Wiesler auf der anderen Seite war es nicht so gut ergangen. Seine Regimetreue war fraglich geworden, und so verbrachte er die letzten Jahre der DDR damit, im Keller der Stasi-Zentrale Briefe unter Dampf zu öffnen. Nach der Wende trägt er Werbeprospekte aus. Seine Tour führt ihn an einer Buchhandlung vorbei, und dort sieht er eines Tages Dreymans neues Buch im Schaufenster. Neugierig geht er hinein, schlägt das Buch auf und entdeckt die Widmung „HGW XX/7 gewidmet, in Dankbarkeit“. Sichtlich berührt nimmt er das Buch, geht zur Kasse und bezahlt. Der Verkäufer fragt, ob er das Buch als Geschenk einpacken soll. Darauf Wiesler: „Nein, das ist für mich!“

Es sind besondere, intime Momente, wenn so etwas geschieht, wenn man weiß, dass da wirklich etwas für mich gemeint ist, mich tief berührt, an allen Verletzungen des Lebens vorbei etwas Gutes und Heilvolles mit mir macht. Für jemanden wie den fiktiven, aber doch auch erschreckend realen Charakter des Gerd Wiesler, der sich ein Leben lang in einer Welt von Schein, Intrige, Misstrauen und Manipulation bewegte, ist es vielleicht das erste Mal, dass ihm etwas Echtes und Gutes widerfährt. Manchmal muss man lange auf solche Momente warten, von denen man aber auch lange zehrt.

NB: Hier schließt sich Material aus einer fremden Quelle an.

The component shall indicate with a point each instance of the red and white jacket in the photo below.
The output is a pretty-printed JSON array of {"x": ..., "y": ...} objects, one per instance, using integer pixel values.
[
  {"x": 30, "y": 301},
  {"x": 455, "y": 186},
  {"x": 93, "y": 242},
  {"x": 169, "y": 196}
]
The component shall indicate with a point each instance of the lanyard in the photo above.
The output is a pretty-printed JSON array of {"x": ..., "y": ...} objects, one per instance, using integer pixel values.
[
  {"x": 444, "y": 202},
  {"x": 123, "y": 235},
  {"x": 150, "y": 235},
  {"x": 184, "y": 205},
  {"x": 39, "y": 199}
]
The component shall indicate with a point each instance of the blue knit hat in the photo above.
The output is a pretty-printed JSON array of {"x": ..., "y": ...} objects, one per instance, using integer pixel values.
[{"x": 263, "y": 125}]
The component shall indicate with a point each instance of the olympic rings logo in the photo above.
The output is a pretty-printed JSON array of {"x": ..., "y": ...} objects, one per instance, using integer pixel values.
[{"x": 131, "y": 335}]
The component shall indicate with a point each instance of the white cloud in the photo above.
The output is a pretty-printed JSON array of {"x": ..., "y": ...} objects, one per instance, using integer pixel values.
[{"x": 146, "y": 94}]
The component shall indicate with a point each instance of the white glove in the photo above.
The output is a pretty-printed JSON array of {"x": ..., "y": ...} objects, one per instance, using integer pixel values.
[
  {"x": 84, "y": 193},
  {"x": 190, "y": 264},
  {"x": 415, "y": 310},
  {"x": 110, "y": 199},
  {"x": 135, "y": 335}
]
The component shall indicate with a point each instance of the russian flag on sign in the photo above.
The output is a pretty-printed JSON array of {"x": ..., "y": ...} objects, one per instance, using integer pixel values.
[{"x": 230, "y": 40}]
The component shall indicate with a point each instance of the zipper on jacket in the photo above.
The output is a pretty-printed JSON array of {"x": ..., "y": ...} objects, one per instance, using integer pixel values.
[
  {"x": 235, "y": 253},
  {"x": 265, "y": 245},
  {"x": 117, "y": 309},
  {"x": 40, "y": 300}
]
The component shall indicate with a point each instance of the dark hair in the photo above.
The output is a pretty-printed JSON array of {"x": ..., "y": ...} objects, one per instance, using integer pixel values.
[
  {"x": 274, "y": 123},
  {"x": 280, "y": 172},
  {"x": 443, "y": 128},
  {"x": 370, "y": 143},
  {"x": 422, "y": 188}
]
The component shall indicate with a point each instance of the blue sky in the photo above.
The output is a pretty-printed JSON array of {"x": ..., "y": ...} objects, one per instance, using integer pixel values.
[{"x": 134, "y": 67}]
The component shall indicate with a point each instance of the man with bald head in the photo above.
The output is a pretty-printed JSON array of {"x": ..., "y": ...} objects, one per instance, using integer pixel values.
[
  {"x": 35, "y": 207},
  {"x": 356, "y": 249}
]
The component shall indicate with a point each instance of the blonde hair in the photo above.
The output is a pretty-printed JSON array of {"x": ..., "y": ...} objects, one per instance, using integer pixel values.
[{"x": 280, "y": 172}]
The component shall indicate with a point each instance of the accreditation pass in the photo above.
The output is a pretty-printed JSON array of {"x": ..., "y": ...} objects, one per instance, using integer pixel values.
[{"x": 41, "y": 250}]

Pfingsten, liebe Gemeinde, ist die Geschichte von Menschen, die so etwas erleben, die tief berührt, die aus Unsicherheit und Angst herausgeholt werden. Die Apostelgeschichte berichtet davon, dass sich die Anhängerschaft Jesu in Jerusalem an „einen Ort“ zurückgezogen hatte, wie es da etwas nebulös heißt. Irgendwie seltsam: Ostern war doch geschehen, Christus war auferstanden, eigentlich würde man denken, dass die Jünger und die Frauen vor Zuversicht, Kraft und Freude hätten strotzen müssen. Ostern hätte doch ein Aufbruch, der Beginn von etwas Neuen sein müssen. Aber ganz so war das wohl nicht. Eher im Gegenteil, die Jüngerschaft wirkt gelähmt, verunsichert und unschlüssig darüber, was nun eigentlich werden soll. Fast hat man den Eindruck, dass man sich verschanzt hatte und nur ja nicht auffallen wollte, bis sich irgendetwas klären würde. Was an Ostern geschehen war, war noch nicht angekommenen. Noch war da niemand, der hätte sagen können: „Ja, das ist für mich.“

Und dann geschieht es doch. Die Türen und Fenster gehen auf, aus den versprengten und verschüchterten Galiläern wird eine Gemeinschaft, die ihre Sprache findet und den Mut zu sagen, was ihnen auf dem Herzen brennt. Aus Depression wird Passion, aus Orientierungslosigkeit wird Glaube. Da war etwas passiert, da war nun doch etwas angekommen. Die Bibel nennt es Geist – Geist Gottes. Ohne dieses Ereignis, ohne Pfingsten, säßen wir heute nicht hier. Wenn es nicht diese, im wörtlichen Sinne, Be-geisterung der ersten Christinnen und Christen gegeben hätte, wäre die Botschaft eines neuen Lebens ins Leere gegangen, wäre Christus, wie es der Apostel Paulus sagt, umsonst gestorben.  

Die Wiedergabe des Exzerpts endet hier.